Ultra slow electron holes in collisionless plasmas: stability at high ion temperature

TL;DR

This paper investigates the stability of ultra slow electron holes in collisionless plasmas at high ion temperatures, revealing that ion response loss leads to stable propagation below ion acoustic speed, with new behaviors emerging at different temperature ratios.

Contribution

It introduces a new understanding of electron hole stability at high ion temperatures and generalizes the existing theory to account for warm ion effects.

Findings

Stable ultra slow electron holes observed at high ion temperatures.

Ion response loss is key to electron hole stability.

Different behaviors occur depending on the temperature ratio T_e/T_i.

Abstract

Numerical simulations recover ultra slow electron holes (EH) of electron-acoustic genre propagating stably well below the ion acoustic speed where the ion response disallows any known pure electron perturbation.

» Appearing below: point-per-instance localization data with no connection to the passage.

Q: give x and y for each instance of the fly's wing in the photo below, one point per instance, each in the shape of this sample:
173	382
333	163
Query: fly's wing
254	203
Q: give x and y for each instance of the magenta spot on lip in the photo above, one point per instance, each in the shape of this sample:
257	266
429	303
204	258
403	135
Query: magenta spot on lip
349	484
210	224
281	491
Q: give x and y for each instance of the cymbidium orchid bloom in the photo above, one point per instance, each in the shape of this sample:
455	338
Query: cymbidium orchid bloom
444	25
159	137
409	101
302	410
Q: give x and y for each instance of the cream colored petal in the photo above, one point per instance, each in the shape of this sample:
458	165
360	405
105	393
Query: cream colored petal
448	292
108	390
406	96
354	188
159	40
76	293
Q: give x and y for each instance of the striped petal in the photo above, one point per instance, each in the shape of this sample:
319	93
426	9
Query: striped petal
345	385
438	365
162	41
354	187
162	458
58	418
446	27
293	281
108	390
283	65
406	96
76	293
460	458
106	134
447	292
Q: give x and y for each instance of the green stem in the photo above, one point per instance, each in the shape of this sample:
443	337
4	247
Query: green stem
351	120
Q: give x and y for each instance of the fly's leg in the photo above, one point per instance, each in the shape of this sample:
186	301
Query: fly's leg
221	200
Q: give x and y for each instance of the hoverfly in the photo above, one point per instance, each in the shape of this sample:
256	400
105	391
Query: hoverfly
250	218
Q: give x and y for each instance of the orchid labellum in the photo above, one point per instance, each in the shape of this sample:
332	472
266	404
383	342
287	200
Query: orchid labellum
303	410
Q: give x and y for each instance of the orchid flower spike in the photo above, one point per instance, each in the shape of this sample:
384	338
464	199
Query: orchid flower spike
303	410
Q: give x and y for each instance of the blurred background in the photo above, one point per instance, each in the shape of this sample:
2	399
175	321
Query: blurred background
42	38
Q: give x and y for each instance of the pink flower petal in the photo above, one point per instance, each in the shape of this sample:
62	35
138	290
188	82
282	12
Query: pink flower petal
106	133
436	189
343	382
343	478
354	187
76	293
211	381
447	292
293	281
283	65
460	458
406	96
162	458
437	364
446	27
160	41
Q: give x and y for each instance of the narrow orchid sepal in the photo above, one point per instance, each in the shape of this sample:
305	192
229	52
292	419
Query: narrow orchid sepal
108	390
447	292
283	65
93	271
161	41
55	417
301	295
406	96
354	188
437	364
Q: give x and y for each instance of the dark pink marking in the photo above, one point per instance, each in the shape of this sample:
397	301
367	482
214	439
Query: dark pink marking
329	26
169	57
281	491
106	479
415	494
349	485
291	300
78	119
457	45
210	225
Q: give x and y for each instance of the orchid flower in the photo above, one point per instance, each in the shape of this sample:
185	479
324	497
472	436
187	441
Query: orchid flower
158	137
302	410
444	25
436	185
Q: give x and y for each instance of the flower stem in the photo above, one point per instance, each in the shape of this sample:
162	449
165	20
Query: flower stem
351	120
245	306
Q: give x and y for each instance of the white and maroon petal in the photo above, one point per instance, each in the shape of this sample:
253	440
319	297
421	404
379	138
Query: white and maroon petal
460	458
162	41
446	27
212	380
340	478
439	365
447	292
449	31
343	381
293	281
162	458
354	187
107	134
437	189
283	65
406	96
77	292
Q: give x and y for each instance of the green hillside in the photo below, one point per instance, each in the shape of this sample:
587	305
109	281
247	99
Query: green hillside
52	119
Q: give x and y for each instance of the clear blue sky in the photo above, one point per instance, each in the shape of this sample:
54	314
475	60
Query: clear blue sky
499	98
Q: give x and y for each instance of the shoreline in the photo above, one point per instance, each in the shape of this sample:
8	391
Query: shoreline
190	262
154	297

The reason of stability of EH at high ion temperature ($T_{i}> T_{e}$) is traced to the loss of neutralizing cold ion response. In a background of cold ions, $\theta=T_e/T_i\gg 1$, they have an ion compression that accelerates to jump over a forbidden velocity gap and settle on the high velocity tail of the electron distribution $f_e$, confirming to a recently identified limit of the nonlinear dispersion relation. For $\theta=T_e/T_i \le 1$, however, the warm ions begin to supplement the electron response transforming the ion compression to decompression at the hole location and triggering multiplicity of the scales in trapped electron population which prompts an immediate generalization of the basic EH theory.